Acostada inmóvil en una cama en la casa de mamá y papá ese 25 de diciembre, la vida se había derrumbado. O al menos para mí. No podía percibir nada a mí alrededor. Los sentidos estaban bloqueados. Estoy segura que de haber tenido un aparato capaz de medir ondas cerebrales, le hubiese sido imposible detectar alguna actividad en mi mente. Cerré los ojos y dejé que fluyera todo lo que había sentido los últimos días, algo que me golpeaba y llamaba desde algún espacio que desconocía. No sentía bronca, ni furia, ni enojo; solo dolor, punzante y mortal. También sentía miedo. Mucho miedo.

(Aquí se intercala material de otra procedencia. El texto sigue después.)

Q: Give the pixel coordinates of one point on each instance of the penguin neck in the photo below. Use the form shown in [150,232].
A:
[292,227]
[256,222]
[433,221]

En la oscuridad del cuarto, de pronto pude articular una palabra muda, que salió desde lo más profundo de mí ser con una potencia que me sacudió. Grité en silencio, un grito imperceptible para el oído humano, pero aún así estridente y ensordecedor, un grito que salió desde un alma vacía y rota y que se elevó al cielo para llegar sin escalas al corazón de Dios: “Ayudame, por favor ayudame”. Fue una súplica desesperada. Entonces, sentí con la contundencia que no da lugar a la duda, una voz cálida que me contestaba sin hablar: “Ya te oí, te estaba esperando”.

Amanecí y enfrenté el primer día del resto de mi vida sin Blas. No sabía dónde ponerme o cómo actuar. En realidad, no sabía quién era yo sin Blas o más aún, me preguntaba si existía alguna versión mía posible sin él. Estaba perdida sin mi rubito amado y la vida seguía moviéndose inclemente sin respetar la ausencia desgarradora de nuestro hijo en ella. Lavarse los dientes o hacer un café en el mundo que se nos aparece cuando un hijo murió, es una tarea novedosa, que implica los desafíos de lo que hacemos por primera vez. Todo me resultaba absurdo, tomar una taza de té o ponerme los zapatos; básicamente actuar normal parecía ridículo y a la vez la única forma posible de empezar a trazar los bocetos de una nueva vida.